A recent study revealed that the combination of artificial intelligence technologies and advanced proximity and pressure sensors allows a commercial bionic hand to hold objects in a natural and intuitive way, which contributes to reducing the mental burden borne by amputees. By training an artificial neural network for different grip positions, each finger was able to independently recognize objects and automatically move to the correct position, which enhanced grip stability and accuracy.
The results showed that the participants were able to complete daily tasks, such as lifting cups and picking up small objects, smoothly and with much less mental effort and without the need for intensive or long-term training.
Study details
When stretching out a hand to take a cup, a pen, or even to shake someone's hand, a person usually does not need to think about the position of each finger separately to make a proper fist. But the loss of this innate ability is one of the most prominent challenges faced by users of artificial arms and hands. Even the most sophisticated robotic limbs make everyday activities an additional mental burden; the user is forced to deliberately open and close the fingers around the target body.
To address this problem, researchers at the University of Utah (University of Utah) have developed a solution based on artificial intelligence; they integrated proximity and pressure sensors into a commercial bionic hand, and then trained an artificial neural network on different holding positions, which helped simulate the natural and intuitive way a human grasps objects. When this AI-powered system was turned on, participants showed higher grip stability, better accuracy, and less mental effort.
Participants were also able to perform a wide range of everyday tasks, such as picking up small objects and lifting a cup, using multiple grip patterns, all without the need for lengthy training or practice.
The study was led by Dr. Jacob A. George, in addition to Marshall Trout, is a researcher at the laboratory (Utah neurobotics) Utah Neurobotics Lab. The results of the study were published on December 9, 2025 in the journal Nature Communications.
Although bionic arms have become closer to reality in terms of form, their control is still complicated and not intuitive,”Marshall Trout said. About half of users give up their prostheses, and the reason for this is often poor control systems,he added.
One of the main problems with most commercial bionic arms and hands is that they cannot simulate the sense of touch that normally provides intuitive gestures for grasping objects. The second problem is that the brain has unconscious models that predict and simulate natural hand interactions with objects, which makes the bionic hand unable to fully simulate natural hand movement.
To address the first problem, Utah researchers equipped an artificial hand produced by TASKA Prosthetics with custom finger tips. In addition to pressure sensors, these limbs were equipped with optical proximity sensors designed to simulate the most precise degrees of touch, so the fingers were able, for example, to sense a very light cotton ball falling on them.
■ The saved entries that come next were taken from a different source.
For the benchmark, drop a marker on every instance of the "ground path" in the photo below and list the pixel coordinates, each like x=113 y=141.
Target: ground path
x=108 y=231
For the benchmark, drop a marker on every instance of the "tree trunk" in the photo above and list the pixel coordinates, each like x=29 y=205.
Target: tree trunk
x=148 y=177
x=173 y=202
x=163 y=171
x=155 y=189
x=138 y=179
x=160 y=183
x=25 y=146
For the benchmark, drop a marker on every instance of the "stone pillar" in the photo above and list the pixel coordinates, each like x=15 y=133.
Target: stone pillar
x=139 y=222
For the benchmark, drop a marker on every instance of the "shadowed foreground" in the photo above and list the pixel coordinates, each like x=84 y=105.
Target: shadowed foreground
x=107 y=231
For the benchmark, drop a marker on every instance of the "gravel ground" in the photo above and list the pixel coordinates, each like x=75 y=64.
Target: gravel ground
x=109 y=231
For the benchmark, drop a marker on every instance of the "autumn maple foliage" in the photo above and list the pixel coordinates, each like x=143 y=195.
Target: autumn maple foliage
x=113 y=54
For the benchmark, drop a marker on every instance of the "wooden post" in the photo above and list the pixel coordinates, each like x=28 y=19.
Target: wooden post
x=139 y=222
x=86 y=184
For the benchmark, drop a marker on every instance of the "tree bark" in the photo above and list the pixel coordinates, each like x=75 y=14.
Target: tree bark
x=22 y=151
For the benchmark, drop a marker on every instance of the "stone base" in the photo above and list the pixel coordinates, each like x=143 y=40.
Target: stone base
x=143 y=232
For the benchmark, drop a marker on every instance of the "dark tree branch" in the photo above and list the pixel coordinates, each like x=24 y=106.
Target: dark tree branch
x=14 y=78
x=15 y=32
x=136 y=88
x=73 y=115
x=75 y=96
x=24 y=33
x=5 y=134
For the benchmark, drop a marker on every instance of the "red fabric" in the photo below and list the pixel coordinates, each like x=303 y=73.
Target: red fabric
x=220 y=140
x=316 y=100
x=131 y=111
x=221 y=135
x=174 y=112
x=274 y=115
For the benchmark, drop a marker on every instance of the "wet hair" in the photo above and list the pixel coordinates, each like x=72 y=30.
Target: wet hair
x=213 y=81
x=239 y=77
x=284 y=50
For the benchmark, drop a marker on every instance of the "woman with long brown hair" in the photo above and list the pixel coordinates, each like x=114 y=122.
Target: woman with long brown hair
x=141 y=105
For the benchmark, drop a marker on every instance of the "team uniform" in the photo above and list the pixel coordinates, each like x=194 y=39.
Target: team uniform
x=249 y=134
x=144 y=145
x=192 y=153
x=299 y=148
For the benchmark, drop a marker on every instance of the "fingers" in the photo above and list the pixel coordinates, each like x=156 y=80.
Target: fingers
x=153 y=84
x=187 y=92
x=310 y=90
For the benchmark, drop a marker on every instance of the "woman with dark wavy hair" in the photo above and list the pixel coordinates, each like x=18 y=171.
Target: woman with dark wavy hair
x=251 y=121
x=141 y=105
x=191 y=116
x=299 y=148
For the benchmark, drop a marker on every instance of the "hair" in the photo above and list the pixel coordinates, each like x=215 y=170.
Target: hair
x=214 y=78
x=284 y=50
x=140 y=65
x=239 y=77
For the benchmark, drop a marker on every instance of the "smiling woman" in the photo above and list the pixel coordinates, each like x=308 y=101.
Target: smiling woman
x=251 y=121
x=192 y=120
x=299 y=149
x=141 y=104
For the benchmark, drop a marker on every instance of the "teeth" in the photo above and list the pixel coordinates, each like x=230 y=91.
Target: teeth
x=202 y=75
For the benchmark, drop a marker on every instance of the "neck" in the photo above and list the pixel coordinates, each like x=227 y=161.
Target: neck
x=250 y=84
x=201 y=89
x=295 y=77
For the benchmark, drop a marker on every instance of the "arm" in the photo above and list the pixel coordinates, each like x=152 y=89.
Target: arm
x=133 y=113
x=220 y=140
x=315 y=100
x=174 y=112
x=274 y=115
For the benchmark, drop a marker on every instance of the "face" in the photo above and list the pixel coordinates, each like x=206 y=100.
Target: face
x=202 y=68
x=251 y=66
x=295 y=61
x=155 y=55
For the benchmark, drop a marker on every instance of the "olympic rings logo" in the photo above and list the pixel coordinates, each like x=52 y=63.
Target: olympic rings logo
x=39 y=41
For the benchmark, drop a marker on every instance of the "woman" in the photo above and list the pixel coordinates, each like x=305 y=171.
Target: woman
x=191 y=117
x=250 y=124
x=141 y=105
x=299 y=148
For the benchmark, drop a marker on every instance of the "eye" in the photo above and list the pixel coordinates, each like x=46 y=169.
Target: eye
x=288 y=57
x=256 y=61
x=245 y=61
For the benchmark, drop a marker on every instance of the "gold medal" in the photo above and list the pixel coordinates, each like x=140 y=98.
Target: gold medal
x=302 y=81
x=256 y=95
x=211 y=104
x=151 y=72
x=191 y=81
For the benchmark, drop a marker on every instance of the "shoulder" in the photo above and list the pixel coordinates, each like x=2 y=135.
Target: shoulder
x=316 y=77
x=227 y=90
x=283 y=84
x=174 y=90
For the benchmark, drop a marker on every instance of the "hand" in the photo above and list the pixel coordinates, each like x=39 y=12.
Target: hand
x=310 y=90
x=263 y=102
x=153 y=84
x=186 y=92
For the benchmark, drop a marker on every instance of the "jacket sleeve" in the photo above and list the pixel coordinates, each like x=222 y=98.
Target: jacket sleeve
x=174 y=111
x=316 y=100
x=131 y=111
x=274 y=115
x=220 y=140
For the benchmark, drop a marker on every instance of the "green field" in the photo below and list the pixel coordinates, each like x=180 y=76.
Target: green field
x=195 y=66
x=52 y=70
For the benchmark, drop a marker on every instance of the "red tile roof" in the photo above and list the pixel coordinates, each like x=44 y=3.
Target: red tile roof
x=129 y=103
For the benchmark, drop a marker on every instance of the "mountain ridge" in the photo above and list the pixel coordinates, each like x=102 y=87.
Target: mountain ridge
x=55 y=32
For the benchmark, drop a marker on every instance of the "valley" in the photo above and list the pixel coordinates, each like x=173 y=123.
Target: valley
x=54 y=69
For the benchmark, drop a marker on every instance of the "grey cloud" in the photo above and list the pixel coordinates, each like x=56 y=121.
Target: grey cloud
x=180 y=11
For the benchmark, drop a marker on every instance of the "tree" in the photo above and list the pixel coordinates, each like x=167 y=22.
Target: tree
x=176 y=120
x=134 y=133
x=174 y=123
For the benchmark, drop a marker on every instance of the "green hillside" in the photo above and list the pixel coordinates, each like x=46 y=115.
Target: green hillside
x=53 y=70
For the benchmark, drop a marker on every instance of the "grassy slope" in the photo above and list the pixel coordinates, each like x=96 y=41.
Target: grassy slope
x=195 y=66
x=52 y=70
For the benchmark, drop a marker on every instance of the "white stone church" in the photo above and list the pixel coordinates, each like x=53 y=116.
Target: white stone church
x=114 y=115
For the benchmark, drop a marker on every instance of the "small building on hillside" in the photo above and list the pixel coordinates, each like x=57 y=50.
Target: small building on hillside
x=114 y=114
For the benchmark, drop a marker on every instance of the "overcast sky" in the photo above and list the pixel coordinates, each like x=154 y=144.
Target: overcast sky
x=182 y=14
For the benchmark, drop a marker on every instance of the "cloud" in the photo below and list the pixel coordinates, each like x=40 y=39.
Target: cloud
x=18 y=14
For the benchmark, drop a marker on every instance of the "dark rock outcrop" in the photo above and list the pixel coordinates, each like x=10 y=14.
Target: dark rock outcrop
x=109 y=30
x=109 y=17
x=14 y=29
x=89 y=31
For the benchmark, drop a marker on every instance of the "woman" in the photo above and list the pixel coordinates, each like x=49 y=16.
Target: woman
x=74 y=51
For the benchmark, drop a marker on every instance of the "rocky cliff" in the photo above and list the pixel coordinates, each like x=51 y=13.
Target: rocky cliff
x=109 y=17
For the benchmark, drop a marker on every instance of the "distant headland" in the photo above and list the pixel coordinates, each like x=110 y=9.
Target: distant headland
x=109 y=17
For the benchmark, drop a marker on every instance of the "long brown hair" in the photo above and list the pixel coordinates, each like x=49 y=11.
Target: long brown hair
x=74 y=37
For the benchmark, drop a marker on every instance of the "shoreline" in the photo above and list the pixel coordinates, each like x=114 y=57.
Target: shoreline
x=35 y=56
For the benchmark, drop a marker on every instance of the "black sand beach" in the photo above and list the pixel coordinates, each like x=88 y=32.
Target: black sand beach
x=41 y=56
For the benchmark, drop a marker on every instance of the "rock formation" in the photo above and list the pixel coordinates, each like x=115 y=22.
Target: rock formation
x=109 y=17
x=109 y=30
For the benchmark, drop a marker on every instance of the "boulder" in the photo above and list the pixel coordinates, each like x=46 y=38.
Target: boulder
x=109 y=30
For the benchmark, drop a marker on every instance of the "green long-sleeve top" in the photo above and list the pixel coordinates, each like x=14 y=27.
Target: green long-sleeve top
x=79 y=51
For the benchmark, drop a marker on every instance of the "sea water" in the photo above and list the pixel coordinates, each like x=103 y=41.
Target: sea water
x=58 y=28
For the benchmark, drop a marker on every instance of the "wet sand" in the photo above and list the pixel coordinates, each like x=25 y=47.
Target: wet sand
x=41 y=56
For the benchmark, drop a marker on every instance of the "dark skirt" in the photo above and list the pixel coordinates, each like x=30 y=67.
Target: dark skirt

As for the second problem, the researchers trained an artificial neural network model on proximity data, which enabled the fingers to automatically move to the exact distance necessary to form an ideal grip around the body. Since each finger has its own sensor and independent ability to sense the object in front of it, the fingers all work in parallel to form a firm and perfect grip on any object.
But even after solving these problems, a challenge remained related to how to control the method of gripping, so what if the user does not want to hold the body in that way that the sensors have determined Or he wanted, for example, to open his hand to drop the body
To counter this, researchers have developed an approach based on sharing control between the user and the AI agent, while finding a delicate balance between human and machine control.
The researchers also conducted experiments on four participants with an amputation of the arm between the elbow and the wrist. In addition to improving their performance on standardized tests, they tried to perform multiple daily activities that required fine motor control. Even simple tasks, such as drinking from a plastic cup, can be very difficult for an amputee; light pressure can cause the cup to fall, and excessive pressure can cause it to break.